Your source article must be accessible through one of the major literary databases (such as MLA, JSTOR, Proquest, etc.) You can find citations (and often “full-text” copies) through the Mardigian Library online databases
What counts as a “Peer-Reviewed, Scholarly Research”? (Option B Focused Research Project)
Professor Sheryl Pearson helped me once captured this in a quick review:
- Your source article must be scholarly (addressed to other scholars, citing sources)

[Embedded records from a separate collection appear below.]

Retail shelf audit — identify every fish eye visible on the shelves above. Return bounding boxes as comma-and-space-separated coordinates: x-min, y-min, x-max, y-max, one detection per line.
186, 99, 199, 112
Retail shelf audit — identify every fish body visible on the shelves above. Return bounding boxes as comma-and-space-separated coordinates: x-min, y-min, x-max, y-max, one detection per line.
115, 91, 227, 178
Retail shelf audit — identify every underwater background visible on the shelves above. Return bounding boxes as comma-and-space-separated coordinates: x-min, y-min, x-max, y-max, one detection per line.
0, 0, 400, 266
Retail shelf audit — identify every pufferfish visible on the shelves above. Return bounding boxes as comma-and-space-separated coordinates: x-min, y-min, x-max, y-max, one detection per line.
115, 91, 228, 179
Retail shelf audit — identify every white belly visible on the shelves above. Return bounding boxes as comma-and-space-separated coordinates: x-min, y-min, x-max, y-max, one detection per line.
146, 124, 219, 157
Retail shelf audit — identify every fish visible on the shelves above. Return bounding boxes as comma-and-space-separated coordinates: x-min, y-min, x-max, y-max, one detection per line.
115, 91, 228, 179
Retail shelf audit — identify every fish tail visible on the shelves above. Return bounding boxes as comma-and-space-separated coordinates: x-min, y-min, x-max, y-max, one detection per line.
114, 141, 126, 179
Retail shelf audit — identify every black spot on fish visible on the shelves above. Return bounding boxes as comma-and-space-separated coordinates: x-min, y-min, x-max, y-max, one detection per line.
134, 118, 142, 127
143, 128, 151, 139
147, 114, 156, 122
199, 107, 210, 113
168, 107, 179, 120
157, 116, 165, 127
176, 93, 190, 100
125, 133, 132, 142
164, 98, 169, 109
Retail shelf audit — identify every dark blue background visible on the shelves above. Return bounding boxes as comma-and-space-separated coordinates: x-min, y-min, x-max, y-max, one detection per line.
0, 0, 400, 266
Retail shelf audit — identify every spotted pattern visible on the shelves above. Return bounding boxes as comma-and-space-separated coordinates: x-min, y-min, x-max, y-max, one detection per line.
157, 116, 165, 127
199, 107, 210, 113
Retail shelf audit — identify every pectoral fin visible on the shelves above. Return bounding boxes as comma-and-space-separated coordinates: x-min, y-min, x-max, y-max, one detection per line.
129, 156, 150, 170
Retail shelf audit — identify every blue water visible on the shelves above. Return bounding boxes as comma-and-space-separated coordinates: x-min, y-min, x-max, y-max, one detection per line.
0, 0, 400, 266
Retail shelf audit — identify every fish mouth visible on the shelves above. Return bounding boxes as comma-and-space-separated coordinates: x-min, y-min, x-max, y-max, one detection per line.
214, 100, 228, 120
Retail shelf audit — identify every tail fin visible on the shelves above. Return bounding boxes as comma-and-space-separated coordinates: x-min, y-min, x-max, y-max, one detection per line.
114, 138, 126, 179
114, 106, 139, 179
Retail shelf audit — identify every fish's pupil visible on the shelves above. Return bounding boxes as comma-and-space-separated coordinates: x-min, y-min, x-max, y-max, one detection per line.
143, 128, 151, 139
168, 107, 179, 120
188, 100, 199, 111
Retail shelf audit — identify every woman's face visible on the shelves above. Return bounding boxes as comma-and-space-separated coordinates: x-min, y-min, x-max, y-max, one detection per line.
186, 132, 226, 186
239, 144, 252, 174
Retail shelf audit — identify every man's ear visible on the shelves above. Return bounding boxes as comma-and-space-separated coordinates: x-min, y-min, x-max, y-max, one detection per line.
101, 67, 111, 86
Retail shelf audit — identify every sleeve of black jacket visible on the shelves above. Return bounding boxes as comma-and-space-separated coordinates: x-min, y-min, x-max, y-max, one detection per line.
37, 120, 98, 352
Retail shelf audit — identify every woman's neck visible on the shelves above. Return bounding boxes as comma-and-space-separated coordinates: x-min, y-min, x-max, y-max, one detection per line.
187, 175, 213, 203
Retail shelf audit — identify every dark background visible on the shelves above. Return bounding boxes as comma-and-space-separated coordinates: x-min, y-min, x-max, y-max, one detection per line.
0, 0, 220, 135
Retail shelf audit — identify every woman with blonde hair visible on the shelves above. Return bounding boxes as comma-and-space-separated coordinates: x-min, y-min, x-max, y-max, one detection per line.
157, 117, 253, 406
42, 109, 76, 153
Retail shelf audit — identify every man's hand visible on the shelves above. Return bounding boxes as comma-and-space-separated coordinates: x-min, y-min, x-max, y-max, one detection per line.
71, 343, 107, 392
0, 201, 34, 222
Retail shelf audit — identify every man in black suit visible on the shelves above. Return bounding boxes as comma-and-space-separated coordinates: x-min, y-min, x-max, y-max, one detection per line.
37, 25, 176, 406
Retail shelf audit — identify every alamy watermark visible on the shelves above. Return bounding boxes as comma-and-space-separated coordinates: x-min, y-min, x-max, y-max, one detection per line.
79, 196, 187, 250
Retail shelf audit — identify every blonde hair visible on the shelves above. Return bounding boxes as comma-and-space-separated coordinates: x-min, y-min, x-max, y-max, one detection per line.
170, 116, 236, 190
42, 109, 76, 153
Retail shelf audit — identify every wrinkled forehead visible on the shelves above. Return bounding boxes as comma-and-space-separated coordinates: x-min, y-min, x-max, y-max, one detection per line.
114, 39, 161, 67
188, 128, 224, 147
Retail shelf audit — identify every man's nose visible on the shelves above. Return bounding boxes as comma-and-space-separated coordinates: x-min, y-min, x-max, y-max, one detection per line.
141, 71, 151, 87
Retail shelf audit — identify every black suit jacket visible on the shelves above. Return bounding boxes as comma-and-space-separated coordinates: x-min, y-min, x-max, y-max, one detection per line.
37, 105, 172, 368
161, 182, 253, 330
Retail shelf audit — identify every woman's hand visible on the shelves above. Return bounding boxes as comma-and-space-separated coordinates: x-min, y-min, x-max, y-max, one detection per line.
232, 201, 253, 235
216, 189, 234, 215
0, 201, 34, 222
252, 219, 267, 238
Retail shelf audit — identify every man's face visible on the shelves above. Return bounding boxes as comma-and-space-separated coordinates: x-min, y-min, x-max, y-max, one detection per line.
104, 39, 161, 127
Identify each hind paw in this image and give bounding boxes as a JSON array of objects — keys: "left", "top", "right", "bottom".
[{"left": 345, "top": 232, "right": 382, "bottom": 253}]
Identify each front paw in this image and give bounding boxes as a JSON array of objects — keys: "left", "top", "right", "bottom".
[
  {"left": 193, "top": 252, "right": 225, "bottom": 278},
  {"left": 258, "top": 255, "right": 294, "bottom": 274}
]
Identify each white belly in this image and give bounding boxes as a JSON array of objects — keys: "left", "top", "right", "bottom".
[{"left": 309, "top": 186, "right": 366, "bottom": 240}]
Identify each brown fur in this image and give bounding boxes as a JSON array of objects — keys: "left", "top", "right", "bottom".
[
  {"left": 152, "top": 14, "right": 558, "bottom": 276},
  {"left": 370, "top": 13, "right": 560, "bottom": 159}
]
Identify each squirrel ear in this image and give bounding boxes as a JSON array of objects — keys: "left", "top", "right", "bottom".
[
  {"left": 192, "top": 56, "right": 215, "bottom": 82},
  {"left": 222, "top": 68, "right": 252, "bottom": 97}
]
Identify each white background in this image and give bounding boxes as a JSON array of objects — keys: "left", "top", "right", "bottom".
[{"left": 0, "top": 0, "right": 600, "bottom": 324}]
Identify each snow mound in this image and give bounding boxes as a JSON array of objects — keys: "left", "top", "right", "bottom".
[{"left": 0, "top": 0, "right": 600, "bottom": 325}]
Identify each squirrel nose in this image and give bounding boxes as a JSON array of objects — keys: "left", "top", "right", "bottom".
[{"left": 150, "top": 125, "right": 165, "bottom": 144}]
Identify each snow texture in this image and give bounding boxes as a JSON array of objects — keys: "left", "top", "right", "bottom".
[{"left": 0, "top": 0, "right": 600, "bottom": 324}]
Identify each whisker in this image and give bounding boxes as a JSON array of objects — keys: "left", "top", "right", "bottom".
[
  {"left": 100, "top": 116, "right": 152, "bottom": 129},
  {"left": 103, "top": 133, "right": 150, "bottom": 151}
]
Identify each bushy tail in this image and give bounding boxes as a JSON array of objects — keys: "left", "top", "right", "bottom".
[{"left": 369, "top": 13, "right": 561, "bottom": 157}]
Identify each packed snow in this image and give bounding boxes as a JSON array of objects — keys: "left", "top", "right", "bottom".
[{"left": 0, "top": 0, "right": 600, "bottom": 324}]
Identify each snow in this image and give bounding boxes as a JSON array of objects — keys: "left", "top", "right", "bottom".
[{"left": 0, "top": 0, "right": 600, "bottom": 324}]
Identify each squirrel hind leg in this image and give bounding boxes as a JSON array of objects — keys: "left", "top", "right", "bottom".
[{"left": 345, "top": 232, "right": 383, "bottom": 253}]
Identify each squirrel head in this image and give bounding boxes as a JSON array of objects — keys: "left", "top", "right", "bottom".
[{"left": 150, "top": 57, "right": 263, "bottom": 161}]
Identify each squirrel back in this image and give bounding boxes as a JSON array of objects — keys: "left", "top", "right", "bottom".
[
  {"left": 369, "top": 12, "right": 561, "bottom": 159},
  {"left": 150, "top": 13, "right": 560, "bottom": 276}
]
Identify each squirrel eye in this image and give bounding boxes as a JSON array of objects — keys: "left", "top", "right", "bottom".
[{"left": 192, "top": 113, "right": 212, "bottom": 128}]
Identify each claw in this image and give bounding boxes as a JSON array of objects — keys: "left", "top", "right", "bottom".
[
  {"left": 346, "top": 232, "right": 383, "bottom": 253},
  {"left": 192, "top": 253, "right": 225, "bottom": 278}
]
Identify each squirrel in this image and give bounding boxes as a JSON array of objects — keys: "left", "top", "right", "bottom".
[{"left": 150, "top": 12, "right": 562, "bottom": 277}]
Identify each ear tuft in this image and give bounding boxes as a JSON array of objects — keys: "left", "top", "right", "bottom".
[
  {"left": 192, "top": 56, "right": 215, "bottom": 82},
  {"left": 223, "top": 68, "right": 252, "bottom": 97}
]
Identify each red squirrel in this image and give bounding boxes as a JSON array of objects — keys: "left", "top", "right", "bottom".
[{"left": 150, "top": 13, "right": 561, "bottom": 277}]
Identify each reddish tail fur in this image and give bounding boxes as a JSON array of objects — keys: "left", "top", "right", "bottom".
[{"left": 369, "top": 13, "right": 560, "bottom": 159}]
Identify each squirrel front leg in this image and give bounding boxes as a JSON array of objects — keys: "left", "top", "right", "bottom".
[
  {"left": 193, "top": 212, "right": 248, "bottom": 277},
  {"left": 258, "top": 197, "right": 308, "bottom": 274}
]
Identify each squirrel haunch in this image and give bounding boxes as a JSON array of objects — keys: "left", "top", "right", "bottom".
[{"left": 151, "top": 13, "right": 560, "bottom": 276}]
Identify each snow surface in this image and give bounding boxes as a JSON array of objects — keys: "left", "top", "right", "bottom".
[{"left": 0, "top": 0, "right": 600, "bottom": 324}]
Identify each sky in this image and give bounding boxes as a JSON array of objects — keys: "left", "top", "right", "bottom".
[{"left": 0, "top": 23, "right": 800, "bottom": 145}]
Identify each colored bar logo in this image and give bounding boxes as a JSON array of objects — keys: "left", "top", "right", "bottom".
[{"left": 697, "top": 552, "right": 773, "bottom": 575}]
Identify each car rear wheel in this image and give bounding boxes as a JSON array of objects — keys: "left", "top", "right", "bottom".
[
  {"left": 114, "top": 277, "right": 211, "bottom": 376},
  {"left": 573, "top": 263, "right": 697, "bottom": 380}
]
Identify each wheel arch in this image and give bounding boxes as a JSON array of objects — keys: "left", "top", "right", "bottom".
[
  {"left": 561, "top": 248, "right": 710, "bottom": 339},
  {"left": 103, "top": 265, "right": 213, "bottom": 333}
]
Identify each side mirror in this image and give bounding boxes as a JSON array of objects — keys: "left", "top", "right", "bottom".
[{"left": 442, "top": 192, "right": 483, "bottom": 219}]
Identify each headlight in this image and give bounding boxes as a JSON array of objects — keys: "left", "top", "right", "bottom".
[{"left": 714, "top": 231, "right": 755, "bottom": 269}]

- Your source must be “peer-reviewed” which means it was fact-checked by a list of top research academics in their field. How do you know it was peer-reviewed? Check the journal’s or book publisher’s website or copyright page, inside cover, or acknowledgements page for an “Editorial Board” which lists each reader that had to read and fact-check the article before it was published. If you can’t determine whether it was peer-reviewed, then don’t use it.
- Your source must be published in an academic book or a standard journal. All are peer-reviewed.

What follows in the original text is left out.